And I’m back! After a hell of a year finishing up Masters I
actually have time to write for the blog again. I’m happy to be sharing my
return to form with a return to old school Hollywood form; “Chicago” was the
first musical to win a Best Picture Oscar since “Oliver” in 1968 and personally,
I think, deservedly so.
This movie has an interesting history, it started as a play
written in 1926 by Maurine Dallas Watkins, a reporter who covered the real-life
‘Jazz Killings’ in 1920s Chicago (she’s represented by Mary Sunshine in the
movie version) before it became a silent movie (1927), inspired another movie
in 1942 and finally the 1975 original Broadway show and 1996 revivals that the
2002 movie is based on.
From the opening belting bars of “All that Jazz” to the
grand finale replete with machine guns and vanity lights, this movie was a
show-stopper. Great sets, costumes, songs, orchestrations and a ‘killer’ story.
Renee Zellwegger and Catherine Zeta-Jones look and sound incredible, although I
have to say that Renee was way too skinny to be a 1920s ‘hot piece of ass’ as
Fred Casely puts it just before she ‘caps him’.
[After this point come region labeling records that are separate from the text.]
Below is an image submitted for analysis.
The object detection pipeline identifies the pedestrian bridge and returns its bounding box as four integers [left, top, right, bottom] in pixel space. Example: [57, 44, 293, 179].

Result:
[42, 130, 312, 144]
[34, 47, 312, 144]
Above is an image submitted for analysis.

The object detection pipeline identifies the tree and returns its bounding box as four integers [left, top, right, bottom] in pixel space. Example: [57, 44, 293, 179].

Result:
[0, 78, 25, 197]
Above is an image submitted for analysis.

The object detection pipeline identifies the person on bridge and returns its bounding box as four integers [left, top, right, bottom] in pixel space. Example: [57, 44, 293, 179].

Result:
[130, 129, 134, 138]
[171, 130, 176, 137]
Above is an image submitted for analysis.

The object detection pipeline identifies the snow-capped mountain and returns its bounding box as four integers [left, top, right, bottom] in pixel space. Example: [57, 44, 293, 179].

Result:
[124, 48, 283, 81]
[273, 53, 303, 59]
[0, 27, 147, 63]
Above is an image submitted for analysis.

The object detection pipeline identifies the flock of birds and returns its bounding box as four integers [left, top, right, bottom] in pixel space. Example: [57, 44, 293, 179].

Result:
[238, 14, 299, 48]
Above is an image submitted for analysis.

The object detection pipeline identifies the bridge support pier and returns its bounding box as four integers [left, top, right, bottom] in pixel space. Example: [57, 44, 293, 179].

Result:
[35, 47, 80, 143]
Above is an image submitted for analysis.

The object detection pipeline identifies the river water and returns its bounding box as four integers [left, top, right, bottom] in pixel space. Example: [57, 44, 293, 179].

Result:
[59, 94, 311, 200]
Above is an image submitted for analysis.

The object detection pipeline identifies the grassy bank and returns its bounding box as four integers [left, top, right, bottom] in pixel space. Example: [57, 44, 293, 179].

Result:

Richard Gere is a little clumsy, you can kind of see the
work that went into his portrayal and I can’t understand why they didn’t go
with someone like Hugh Jackman who was considered for the part. However, there were some absolute standouts; Queen
Latifah was the living, breathing, heaving bosom embodiment of Mama Morton, the
musical numbers featured amazing performers and staging and the dialogue is
sharp and snappy and so of the time.
The cheeky, irreverent and cynical tone works so well given the
subject matter and translates well from the time period it was set to now and contrasts beautifully with the upbeat,
cabaret-style musical numbers, although probably explains why 1970s audiences
didn’t take to the musical at first. I scored this 85 and Mat gave it 90, as it
was thoroughly enjoyable and proof that musicals can still make it!